Quando AI UGC funciona
Instalações de aplicativos
Para aplicativos, a velocidade de teste é importante. AI UGC permite criar rapidamente variações:
“como funciona”;
“por que mudei”;
“o que mudou em um minuto”;
“antes / depois”;
“três razões para experimentar”.
Lojas online
Para produtos, é possível criar rapidamente:
vídeos por categorias;
explicações curtas;
demonstrações;
versões com diferentes benefícios;
versões sazonais.
Testes rápidos
AI UGC é adequado quando é necessário entender qual ideia atrai: preço, conveniência, velocidade, emoção, prova social ou problema.
Localização
Um vídeo sintético pode ser adaptado mais rapidamente para diferentes idiomas, mas a tradução deve ser verificada por um humano.
Quando AI UGC não funciona
Situação
Por que é ruim
Depoimento médico
Exige alta credibilidade
Garantia financeira
Risco jurídico
Depoimento de “cliente real”
Não se pode apresentar conteúdo sintético como real
Marca de luxo
Artificialidade pode reduzir o valor
Emoção complexa
IA frequentemente perde para um humano real
Especialista conhecido
É necessário um especialista real e consentimento
Conteúdo político
Alto risco de manipulação e regras de divulgação
Erros comuns do AI UGC
Expressões faciais estranhas. Os lábios não coincidem com a voz, os olhos parecem vazios, o rosto é muito liso.
Texto muito publicitário. O material supostamente é de usuário, mas soa como um slogan corporativo.
Falta de divulgação. O usuário pensa que está vendo uma pessoa real, embora seja IA.
Semelhança com um rosto real. O personagem sintético se parece acidentalmente com uma pessoa famosa ou funcionário sem consentimento.
Experiência falsa. A frase “usei isso por um mês” é inaceitável se não for uma pessoa real com experiência real.
Voz incorreta. Uma voz sintética pode violar direitos se imitar um artista real.
Diferença ética: AI UGC e deepfake
AI UGC pode ser ético se:
estiver claro que é um formato publicitário sintético;
não houver imitação de uma pessoa específica sem consentimento;
não houver experiência pessoal falsa;
a IA não for ocultada onde a divulgação é necessária;
vozes e rostos de terceiros não forem usados.
Deepfake no mau sentido é quando o conteúdo de IA cria a impressão de que uma pessoa real disse ou fez algo que não fez. É por isso que, para pessoas sintéticas, vozes e formatos de usuário, é importante planejar com antecedência a divulgação, os direitos e a verificação.
FAQ
Os espectadores perceberão que o AI UGC não é “real”? Às vezes sim. Se as expressões faciais, a voz ou o texto forem artificiais, o público percebe rapidamente. Mas a questão principal não é “se perceberão”, mas sim se a marca divulga honestamente a natureza sintética do material quando necessário e se não apresenta IA como um cliente real.

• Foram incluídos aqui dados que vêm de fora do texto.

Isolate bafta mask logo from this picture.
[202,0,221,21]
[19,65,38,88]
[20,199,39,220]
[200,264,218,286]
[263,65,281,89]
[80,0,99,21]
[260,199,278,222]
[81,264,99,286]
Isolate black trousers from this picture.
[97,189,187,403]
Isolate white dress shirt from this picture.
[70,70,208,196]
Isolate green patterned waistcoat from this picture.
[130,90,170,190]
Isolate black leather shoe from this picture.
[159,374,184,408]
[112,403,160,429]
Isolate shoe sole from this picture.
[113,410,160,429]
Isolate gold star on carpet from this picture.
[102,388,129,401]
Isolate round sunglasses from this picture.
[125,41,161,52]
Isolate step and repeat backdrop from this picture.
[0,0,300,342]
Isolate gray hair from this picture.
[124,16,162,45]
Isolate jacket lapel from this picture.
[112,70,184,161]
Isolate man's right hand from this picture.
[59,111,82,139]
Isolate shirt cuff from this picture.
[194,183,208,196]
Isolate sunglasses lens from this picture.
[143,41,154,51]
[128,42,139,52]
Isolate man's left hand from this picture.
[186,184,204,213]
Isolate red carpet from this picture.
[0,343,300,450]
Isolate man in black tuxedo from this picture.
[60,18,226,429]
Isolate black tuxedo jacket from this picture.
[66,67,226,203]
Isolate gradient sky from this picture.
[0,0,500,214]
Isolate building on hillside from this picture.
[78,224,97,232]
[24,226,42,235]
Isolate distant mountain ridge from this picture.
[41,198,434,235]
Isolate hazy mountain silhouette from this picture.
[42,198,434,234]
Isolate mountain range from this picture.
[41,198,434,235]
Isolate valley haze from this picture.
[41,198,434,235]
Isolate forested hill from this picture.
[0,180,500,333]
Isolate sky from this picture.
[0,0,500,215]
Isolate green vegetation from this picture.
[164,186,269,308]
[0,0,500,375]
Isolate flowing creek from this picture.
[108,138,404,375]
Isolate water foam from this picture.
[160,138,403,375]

Precisa divulgar AI UGC? Na UE — frequentemente sim, se for uma pessoa sintética, vídeo sintético, voz ou material semelhante a deepfake. Nos EUA, as regras dependem do estado, da plataforma, do tipo de anúncio e do uso da imagem de uma pessoa. Para campanhas internacionais, é melhor planejar a divulgação com antecedência.
É possível usar o rosto ou a voz de uma pessoa real? Apenas com permissão. Não é permitido usar a imagem, voz, expressões faciais ou semelhança reconhecível de uma pessoa sem consentimento. Para os EUA, os direitos de imagem e voz são especialmente importantes, incluindo leis como o Tennessee ELVIS Act.
Conclusão
A publicidade AI UGC é uma ferramenta poderosa para testes rápidos, localização e escalonamento de campanhas publicitárias. No entanto, sua eficácia depende diretamente da honestidade com o público e do cumprimento das normas legais. Use este formato de forma consciente, sem substituir avaliações reais onde a confiança é crítica.
Pronto para testar AI UGC para sua marca? Comece pequeno: crie algumas variações de vídeos para um produto e compare os resultados. Transparência e velocidade são seus principais aliados.